This section is from the book "A Manual Of Pathology", by Guthrie McConnell. Also available from Amazon: A Manual Of Pathology.
Periostitis may be acute or chronic. In the simple or acute form the periosteum becomes swollen, hyperemic, and infiltrated with blood. The process may stop there, but if infection has taken place, pus collects in the inner layers of the periosteum, and between it and the bone. This accumulation of pus may dissect the membrane from the bone and form a subperiosteal abscess. The pus may be absorbed, become dry and cheesy or burst through the periosteum and cause abscesses in the adjacent tissues. In such a case the nutrition of the bone is interfered with, and the osseous tissue begins to undergo destruction - necrosis. Large portions may separate and be discharged as sequestra through a superficial opening. The process may extend into and involve the marrow cavity, and death may result from septicemia or pyemia. The so-called malignant periostitis is merely a very severe purulent periostitis of considerable extent, and accompanied by marked destruction of the bone.

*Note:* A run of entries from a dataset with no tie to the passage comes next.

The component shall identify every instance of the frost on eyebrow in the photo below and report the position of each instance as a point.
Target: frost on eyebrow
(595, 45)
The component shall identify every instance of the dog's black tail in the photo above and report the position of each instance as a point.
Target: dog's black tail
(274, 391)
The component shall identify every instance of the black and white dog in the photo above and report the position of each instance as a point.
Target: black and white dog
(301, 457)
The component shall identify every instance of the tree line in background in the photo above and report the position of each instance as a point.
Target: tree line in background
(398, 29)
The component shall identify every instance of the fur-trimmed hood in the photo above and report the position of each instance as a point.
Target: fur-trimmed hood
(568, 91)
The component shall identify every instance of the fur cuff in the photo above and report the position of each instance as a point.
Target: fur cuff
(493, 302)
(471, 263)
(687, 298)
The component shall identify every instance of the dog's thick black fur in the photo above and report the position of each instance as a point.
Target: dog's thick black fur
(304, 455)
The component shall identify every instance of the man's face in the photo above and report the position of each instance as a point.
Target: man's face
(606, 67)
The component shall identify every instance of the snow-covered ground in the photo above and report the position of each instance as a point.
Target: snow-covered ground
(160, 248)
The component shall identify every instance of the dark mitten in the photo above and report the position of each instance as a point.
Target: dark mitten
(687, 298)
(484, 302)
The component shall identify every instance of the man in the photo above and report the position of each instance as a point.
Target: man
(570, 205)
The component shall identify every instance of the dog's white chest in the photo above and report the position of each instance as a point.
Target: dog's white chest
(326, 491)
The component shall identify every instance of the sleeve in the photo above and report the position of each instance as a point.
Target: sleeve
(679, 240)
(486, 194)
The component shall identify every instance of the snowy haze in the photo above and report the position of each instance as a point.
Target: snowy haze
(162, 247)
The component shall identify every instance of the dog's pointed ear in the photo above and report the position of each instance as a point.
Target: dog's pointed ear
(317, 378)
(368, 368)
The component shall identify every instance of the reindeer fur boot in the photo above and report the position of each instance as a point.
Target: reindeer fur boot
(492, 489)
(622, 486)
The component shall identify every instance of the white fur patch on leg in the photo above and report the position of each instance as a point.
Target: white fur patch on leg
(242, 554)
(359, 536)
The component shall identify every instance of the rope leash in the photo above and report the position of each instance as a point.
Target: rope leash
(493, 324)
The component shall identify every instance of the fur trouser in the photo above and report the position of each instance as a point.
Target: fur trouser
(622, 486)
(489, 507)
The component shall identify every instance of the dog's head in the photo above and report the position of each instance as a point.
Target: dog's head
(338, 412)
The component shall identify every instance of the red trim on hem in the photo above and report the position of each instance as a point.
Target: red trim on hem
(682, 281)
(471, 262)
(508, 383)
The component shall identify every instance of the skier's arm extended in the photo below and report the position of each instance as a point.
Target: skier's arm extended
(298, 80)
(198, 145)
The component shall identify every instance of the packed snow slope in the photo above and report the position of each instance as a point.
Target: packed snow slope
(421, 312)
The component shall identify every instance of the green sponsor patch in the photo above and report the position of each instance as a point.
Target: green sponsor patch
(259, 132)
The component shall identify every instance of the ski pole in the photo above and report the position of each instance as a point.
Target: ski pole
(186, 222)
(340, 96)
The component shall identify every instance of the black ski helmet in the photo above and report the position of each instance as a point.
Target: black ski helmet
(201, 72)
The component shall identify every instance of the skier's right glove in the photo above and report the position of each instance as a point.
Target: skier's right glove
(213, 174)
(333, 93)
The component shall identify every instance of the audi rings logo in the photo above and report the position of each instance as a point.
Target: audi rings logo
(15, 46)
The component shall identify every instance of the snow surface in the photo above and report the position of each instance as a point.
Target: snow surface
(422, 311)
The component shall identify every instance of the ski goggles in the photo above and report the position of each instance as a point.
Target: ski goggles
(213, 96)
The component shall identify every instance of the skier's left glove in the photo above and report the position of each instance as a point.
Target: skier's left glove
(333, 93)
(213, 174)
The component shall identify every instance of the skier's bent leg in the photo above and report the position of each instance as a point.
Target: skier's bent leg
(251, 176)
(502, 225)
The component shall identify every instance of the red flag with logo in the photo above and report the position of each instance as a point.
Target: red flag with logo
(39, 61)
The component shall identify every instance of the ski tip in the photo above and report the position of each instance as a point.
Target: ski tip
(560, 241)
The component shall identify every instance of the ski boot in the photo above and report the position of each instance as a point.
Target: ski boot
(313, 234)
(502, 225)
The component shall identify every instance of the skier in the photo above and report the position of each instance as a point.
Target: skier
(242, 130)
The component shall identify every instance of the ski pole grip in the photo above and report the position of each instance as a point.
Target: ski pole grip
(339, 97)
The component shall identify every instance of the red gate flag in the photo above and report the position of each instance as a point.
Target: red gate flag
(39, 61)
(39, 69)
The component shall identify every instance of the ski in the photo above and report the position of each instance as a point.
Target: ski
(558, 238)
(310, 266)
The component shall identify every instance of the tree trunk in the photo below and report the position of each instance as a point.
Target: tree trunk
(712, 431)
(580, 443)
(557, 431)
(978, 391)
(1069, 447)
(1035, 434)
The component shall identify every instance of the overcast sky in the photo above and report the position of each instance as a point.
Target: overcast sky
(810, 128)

Chronic periostitis may have originated as such, or it may have followed an acute form. It may be fibrous, in which the periosteum becomes very greatly thickened and adheres very closely to the bone. Ossifying periostitis is a condition in which there is the formation of loose bony tissue from the inner layers of the periosteum. It is found in pregnancy, in tumors, and in syphilis and tuberculosis of the bones.
The bony masses are called osteophytes and at first have a loose spongy character and are not firmly attached to the old bone. Later, however, layers of dense compact bone are deposited within the medullary spaces until the entire mass may become as compact or even more so than the normal bone. At the same time they become firmly attached.